Distinguish between UTF-8, UTF-16, UTF-32

Tommi

Full Member
Posts: 213

Distinguish between UTF-8, UTF-16, UTF-32

« on: October 28, 2016, 03:11:27 pm »

Is there a way to distinguish between UTF-8, UTF-16, UTF-32 without low level implement these codings ?

For example in UTF-8 all bytes after the first start with 10 bits. Is there a ready library to check this ?

Thank you

Logged

Fungus

Sr. Member
Posts: 353

Re: Distinguish between UTF-8, UTF-16, UTF-32

« Reply #1 on: October 28, 2016, 03:46:30 pm »

You should know what the character width is, either from a BOM or some other "header". Since UTF-8 (AFAIK) never will contain any null-bytes you could search for null-bytes in order to detect UTF16 encoding. UTF16 will (AFAIK) never contain any null-words so if null-words are present UTF32 must be assumed. Searching for null-bytes / null-words to detect character width is not reliable, though!

Logged

Bart

Hero Member
Posts: 5290

Re: Distinguish between UTF-8, UTF-16, UTF-32

« Reply #2 on: October 28, 2016, 06:43:40 pm »
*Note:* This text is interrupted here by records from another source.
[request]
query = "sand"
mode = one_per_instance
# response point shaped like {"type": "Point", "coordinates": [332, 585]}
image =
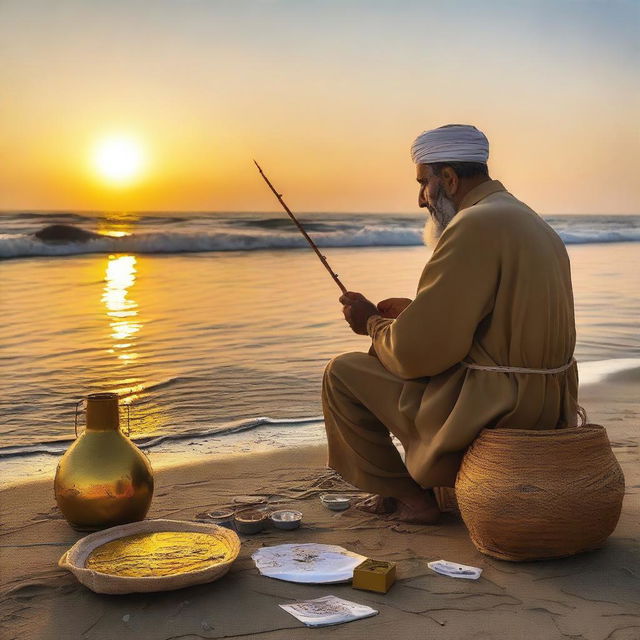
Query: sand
{"type": "Point", "coordinates": [595, 596]}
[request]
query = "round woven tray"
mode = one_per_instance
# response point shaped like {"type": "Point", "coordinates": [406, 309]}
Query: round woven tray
{"type": "Point", "coordinates": [75, 558]}
{"type": "Point", "coordinates": [533, 495]}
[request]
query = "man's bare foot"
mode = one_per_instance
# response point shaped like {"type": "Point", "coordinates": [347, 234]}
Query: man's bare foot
{"type": "Point", "coordinates": [377, 504]}
{"type": "Point", "coordinates": [419, 509]}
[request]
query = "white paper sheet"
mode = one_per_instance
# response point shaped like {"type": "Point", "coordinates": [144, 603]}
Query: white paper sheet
{"type": "Point", "coordinates": [455, 570]}
{"type": "Point", "coordinates": [328, 610]}
{"type": "Point", "coordinates": [310, 563]}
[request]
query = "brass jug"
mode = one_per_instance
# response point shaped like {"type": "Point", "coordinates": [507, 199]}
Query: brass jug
{"type": "Point", "coordinates": [103, 479]}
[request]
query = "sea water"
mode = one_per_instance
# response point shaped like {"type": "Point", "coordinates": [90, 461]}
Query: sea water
{"type": "Point", "coordinates": [216, 327]}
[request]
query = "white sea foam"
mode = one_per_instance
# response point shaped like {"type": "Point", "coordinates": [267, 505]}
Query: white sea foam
{"type": "Point", "coordinates": [24, 245]}
{"type": "Point", "coordinates": [599, 370]}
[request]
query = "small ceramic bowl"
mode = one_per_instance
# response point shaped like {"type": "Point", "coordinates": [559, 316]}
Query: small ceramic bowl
{"type": "Point", "coordinates": [286, 519]}
{"type": "Point", "coordinates": [223, 518]}
{"type": "Point", "coordinates": [250, 520]}
{"type": "Point", "coordinates": [335, 501]}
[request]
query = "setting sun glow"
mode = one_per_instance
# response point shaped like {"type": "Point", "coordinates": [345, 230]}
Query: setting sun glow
{"type": "Point", "coordinates": [118, 160]}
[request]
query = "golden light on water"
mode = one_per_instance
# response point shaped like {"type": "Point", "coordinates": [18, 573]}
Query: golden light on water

In LazUtf8 there is a function that reliably tells wether a given string is UTF8.

Bart

Logged

wp

Hero Member
Posts: 11923

Re: Distinguish between UTF-8, UTF-16, UTF-32

« Reply #3 on: October 28, 2016, 07:03:12 pm »

Bart, you seem to refer to "ValidUTF8String()". It contains this code:

Code: Pascal [Select][+]

function ValidUTF8String(const s: String): String;
begin
  // .... //
  Result := '';
  cur := p;
  while cur^ <> #0 do
  begin
    l := UTF8CharacterLength(cur);
    if (l = 1) and (cur^ < #32) then
      Result := Result + '#' + IntToStr(Ord(cur^))
    else
  // ... //
 

This code terminates scanning the string if it finds a #0. Therefore the input string cannot contain a #0. Try this; it will display only 'abc', instead of 'abc'#0'123':

Code: Pascal [Select][+]

  ShowMessage(ValidUTF8String('abc'#0'123'));

I know - C strings have the zero at their end, but Pascal strings don't. Wouldn't it be better to scan the string up to its Length which is well-known in case of a Pascal string?
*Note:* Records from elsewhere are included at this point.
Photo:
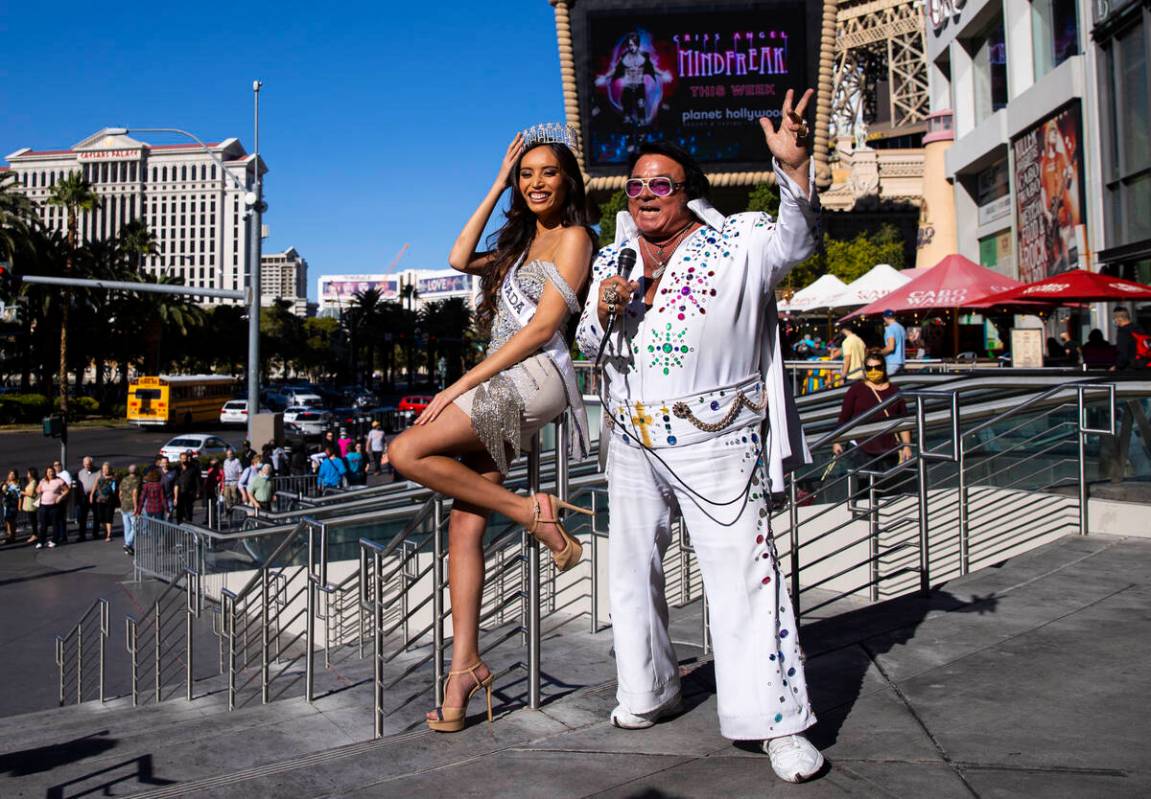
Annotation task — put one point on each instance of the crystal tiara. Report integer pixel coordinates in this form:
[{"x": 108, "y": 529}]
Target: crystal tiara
[{"x": 553, "y": 132}]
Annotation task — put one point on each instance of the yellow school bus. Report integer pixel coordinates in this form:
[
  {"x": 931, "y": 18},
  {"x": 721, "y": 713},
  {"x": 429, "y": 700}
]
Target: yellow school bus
[{"x": 177, "y": 398}]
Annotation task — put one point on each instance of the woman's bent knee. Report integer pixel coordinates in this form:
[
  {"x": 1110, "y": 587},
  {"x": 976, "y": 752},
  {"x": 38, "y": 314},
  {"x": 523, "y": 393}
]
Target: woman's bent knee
[{"x": 403, "y": 451}]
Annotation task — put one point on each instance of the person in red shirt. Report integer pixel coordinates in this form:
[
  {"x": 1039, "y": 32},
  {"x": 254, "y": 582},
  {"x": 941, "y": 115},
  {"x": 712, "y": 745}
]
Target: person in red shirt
[
  {"x": 878, "y": 453},
  {"x": 153, "y": 500}
]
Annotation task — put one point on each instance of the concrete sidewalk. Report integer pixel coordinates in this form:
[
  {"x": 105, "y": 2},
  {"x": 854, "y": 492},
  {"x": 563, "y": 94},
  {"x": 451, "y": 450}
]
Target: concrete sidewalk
[{"x": 1029, "y": 678}]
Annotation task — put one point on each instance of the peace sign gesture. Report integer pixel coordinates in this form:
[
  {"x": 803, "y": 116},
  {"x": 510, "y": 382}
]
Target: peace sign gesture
[{"x": 789, "y": 144}]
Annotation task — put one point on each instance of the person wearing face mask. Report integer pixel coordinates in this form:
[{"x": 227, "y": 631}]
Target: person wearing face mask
[
  {"x": 463, "y": 442},
  {"x": 702, "y": 421},
  {"x": 878, "y": 453}
]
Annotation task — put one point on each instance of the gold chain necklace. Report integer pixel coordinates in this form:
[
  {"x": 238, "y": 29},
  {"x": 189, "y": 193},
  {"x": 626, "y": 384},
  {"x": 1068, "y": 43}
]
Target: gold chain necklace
[{"x": 657, "y": 273}]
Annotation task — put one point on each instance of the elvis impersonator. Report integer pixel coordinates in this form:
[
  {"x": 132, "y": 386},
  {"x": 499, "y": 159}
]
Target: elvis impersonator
[{"x": 701, "y": 420}]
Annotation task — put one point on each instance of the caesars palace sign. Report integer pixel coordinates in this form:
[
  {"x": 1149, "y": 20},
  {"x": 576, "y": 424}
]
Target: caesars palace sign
[
  {"x": 106, "y": 154},
  {"x": 942, "y": 10}
]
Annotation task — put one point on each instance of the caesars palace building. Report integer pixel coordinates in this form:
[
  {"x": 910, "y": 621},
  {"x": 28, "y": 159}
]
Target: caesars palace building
[{"x": 195, "y": 211}]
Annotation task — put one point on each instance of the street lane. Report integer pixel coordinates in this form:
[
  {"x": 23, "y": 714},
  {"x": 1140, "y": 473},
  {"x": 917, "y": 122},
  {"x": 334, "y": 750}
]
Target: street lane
[{"x": 120, "y": 446}]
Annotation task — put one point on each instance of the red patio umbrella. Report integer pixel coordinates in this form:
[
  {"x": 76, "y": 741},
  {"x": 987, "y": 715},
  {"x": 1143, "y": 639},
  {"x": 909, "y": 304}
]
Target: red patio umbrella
[
  {"x": 955, "y": 282},
  {"x": 1077, "y": 286}
]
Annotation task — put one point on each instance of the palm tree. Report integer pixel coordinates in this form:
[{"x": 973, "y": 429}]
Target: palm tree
[
  {"x": 446, "y": 324},
  {"x": 74, "y": 193},
  {"x": 17, "y": 218},
  {"x": 364, "y": 318},
  {"x": 166, "y": 311}
]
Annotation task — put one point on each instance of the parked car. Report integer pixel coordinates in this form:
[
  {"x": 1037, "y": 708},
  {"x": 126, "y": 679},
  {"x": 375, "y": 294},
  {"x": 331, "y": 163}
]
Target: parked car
[
  {"x": 235, "y": 412},
  {"x": 292, "y": 411},
  {"x": 312, "y": 421},
  {"x": 274, "y": 400},
  {"x": 202, "y": 444},
  {"x": 302, "y": 395},
  {"x": 349, "y": 417},
  {"x": 413, "y": 403}
]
Or does the term "UTF8" automatically imply "no embedded zeros"?

« Last Edit: October 28, 2016, 07:10:34 pm by wp »

Logged

Fungus

Sr. Member
Posts: 353

Re: Distinguish between UTF-8, UTF-16, UTF-32

« Reply #4 on: October 28, 2016, 07:38:00 pm »

Quote from: wp on October 28, 2016, 07:03:12 pm

Or does the term "UTF8" automatically imply "no embedded zeros"?
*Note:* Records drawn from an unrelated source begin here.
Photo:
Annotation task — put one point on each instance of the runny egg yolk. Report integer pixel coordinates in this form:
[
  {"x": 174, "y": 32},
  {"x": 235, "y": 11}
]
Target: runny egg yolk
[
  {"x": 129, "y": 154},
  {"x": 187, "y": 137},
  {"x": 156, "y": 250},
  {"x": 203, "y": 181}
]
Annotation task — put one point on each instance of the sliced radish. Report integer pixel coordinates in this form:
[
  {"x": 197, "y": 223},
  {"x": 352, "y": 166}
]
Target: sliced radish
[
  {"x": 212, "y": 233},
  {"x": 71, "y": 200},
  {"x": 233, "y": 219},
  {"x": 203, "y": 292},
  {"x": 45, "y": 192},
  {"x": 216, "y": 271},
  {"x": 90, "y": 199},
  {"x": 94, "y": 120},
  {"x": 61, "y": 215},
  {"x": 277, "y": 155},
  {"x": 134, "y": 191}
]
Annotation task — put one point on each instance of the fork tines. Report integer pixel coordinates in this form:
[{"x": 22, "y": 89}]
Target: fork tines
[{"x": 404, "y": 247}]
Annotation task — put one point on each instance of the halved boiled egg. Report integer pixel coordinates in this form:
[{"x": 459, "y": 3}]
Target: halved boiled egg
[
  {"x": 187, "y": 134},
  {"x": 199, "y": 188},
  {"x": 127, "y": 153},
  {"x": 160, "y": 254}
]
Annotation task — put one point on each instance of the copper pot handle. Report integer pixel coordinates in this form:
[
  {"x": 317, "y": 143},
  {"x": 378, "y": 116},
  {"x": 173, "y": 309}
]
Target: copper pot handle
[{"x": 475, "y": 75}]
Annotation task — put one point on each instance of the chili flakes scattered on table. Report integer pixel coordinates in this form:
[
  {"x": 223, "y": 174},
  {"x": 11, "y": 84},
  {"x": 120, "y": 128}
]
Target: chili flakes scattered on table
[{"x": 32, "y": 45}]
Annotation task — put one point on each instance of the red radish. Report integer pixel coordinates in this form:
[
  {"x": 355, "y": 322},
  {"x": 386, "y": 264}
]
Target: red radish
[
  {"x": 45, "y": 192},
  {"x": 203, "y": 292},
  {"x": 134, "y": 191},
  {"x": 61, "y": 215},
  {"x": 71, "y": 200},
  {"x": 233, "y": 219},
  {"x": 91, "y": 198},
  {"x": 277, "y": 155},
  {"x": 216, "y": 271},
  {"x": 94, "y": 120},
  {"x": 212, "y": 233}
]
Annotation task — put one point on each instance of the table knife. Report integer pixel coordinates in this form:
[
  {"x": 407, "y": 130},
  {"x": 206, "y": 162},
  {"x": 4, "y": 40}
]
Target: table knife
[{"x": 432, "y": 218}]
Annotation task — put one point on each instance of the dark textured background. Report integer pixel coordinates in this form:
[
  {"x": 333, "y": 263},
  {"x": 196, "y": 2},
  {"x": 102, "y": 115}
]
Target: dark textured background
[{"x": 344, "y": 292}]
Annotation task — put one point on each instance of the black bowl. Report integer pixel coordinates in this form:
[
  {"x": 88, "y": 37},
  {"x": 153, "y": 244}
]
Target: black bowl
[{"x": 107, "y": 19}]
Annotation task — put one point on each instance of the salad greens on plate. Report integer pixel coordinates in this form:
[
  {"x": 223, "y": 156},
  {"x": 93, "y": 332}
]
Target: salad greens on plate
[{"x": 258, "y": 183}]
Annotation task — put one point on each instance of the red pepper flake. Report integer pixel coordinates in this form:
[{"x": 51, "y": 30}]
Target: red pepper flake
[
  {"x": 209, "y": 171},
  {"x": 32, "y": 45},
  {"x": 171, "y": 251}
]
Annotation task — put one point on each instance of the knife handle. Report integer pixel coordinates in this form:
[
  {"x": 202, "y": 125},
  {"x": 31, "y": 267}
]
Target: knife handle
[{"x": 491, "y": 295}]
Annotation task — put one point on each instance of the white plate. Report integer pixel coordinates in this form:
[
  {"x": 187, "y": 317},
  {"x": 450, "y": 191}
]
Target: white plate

#0 is a non-visual control character that indicates end of string. It cannot exist in a valid UTF8 string.

Logged

wp

Hero Member
Posts: 11923

Re: Distinguish between UTF-8, UTF-16, UTF-32

« Reply #5 on: October 28, 2016, 07:56:28 pm »

Quote from: Fungus on October 28, 2016, 07:38:00 pm

Quote from: wp on October 28, 2016, 07:03:12 pm
Or does the term "UTF8" automatically imply "no embedded zeros"?

#0 is a non-visual control character that indicates end of string. It cannot exist in a valid UTF8 string.

I found this here: https://en.wikipedia.org/wiki/UTF-8

Quote

In Modified UTF-8 (MUTF-8), the null character (U+0000) uses the two-byte overlong encoding 11000000 10000000 (hexadecimal C0 80), instead of 00000000 (hexadecimal 00). Modified UTF-8 strings never contain any actual null bytes but can contain all Unicode code points including U+0000,^[28] which allows such strings (with a null byte appended) to be processed by traditional null-terminated string functions.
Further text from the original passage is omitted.